In my opinion, the corporate giant has met its destiny on the road it took to avoid it. NPR on Sundays is as much a Suhay family tradition for our four sons, ages 10-20, as Mythbusters has been since the first episode aired in 2003 (before Quin was born).
We sat together and listened as Imahara dispelled the urban legends that chicken nuggets are made of “pink slime” and his assurances that “there are no eyeballs or lips in a McRib” sandwich.
“Wait what? Now I have to look up the ‘pink slime’ and eyeballs and all the stuff he’s talking about,” said Quin as he abandoned the stereo for the computer and every anti-McDonald's food YouTube video ever made.
Quin also insisted on seeing the Imahara McDonald's video for himself to verify it really was his geek hero, the same electrical engineer known for the show Battle Bots, Star Wars tech work, and MythBusters.

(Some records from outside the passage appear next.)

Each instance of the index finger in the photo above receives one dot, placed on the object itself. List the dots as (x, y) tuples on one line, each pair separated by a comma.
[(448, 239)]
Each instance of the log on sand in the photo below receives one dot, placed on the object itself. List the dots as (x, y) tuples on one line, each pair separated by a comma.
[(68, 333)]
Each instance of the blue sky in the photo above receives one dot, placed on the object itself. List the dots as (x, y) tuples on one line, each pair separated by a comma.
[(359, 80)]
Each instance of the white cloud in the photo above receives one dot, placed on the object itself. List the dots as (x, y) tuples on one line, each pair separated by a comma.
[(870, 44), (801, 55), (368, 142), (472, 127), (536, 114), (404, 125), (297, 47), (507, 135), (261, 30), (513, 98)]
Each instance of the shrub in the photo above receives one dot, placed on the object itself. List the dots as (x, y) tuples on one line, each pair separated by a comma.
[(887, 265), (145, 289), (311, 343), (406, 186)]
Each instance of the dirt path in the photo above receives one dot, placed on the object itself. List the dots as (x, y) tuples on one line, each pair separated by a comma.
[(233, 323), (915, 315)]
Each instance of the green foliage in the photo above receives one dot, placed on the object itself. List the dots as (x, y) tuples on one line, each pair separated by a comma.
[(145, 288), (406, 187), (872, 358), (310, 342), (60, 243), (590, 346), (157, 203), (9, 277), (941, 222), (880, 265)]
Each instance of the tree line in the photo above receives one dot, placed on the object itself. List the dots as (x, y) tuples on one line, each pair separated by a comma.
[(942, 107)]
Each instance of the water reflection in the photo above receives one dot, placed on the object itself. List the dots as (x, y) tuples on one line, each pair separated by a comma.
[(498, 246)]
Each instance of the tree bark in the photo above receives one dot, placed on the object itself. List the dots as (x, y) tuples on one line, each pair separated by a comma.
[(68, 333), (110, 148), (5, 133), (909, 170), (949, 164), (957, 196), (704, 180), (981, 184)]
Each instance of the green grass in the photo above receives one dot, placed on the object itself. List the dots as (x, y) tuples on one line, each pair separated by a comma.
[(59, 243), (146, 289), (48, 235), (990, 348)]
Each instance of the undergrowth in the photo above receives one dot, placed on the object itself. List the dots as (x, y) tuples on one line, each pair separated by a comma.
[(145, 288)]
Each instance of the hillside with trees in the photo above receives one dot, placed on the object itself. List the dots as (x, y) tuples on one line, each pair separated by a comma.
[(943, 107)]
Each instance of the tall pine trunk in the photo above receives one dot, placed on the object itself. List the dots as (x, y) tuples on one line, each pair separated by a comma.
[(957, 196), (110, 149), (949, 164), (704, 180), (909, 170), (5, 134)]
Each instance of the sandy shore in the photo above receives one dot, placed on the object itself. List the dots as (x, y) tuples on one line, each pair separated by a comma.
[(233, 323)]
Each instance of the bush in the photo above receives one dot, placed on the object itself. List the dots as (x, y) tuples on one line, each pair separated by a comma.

Quin refused to believe it was a man of science shoring up the case for the same fast food his parents routinely reject as a family eating option.
In addition to dredging up all the old perceived horrors about the company’s food the selection of a former MythBuster appears to be a direct attack by the fast food giant on the parent-friendly Boston-based Corporate Accountability International which has become known in parenting circles in recent years for its anti-junk food videos titled “Food Mythbusters.”
I called Jesse Bragg, media director for Corporate Accountability International to ask if his organization had seen the new Imahara ads.
“This campaign is just a desperate attempt to try to change people's minds about the beleaguered junk food brand- – but it misses the mark,” Mr. Brag responded in email. “Yes, people are concerned about what is in McDonald's food, but they're also concerned about how it's being marketed, especially to kids. Instead of making changes that actually address these concerns, the corporation comes back time and time again with more marketing to change people's perception of its food instead of actually changing the food itself.”
Bragg called the food giant “tone deaf” in its approach with this ad.
“People expect burgers to have beef in them and they expect chicken nuggets to have chicken in them,” Bragg explained. “The fact that McDonald's needs an ad campaign to convince people of this shows just how negative its reputation is. While other fast food and fast casual brands are marketing their food as higher quality, organic and non-GMO, McDonald's is still just trying to convince people its food is real.”
Overall this campaign appears to have blown up like a MythBuster experiment gone wrong as fans take to social media to vent.
Some kids are bound to ask why Imahara is shilling for the McMan.
Parents can point to the fact that back in August the MythBusters producers decided to fire its “Build Team” members Kari Byron, Tory Belleci, and Grant Imahara so the show can revert to its original recipe of starring only the original two cast members Jamie Hyneman and Adam Savage, according to Cinema Blend.
I told Quin we shouldn’t condemn the actor because adults are often forced to make compromises in order to survive in a bad economy.
My son replied, “I forgive him.”
Ultimately, parents will forgive celebrities for unpopular choices more readily than they will big corporations for over processing and tapping their child’s role models in an effort to sell a burger.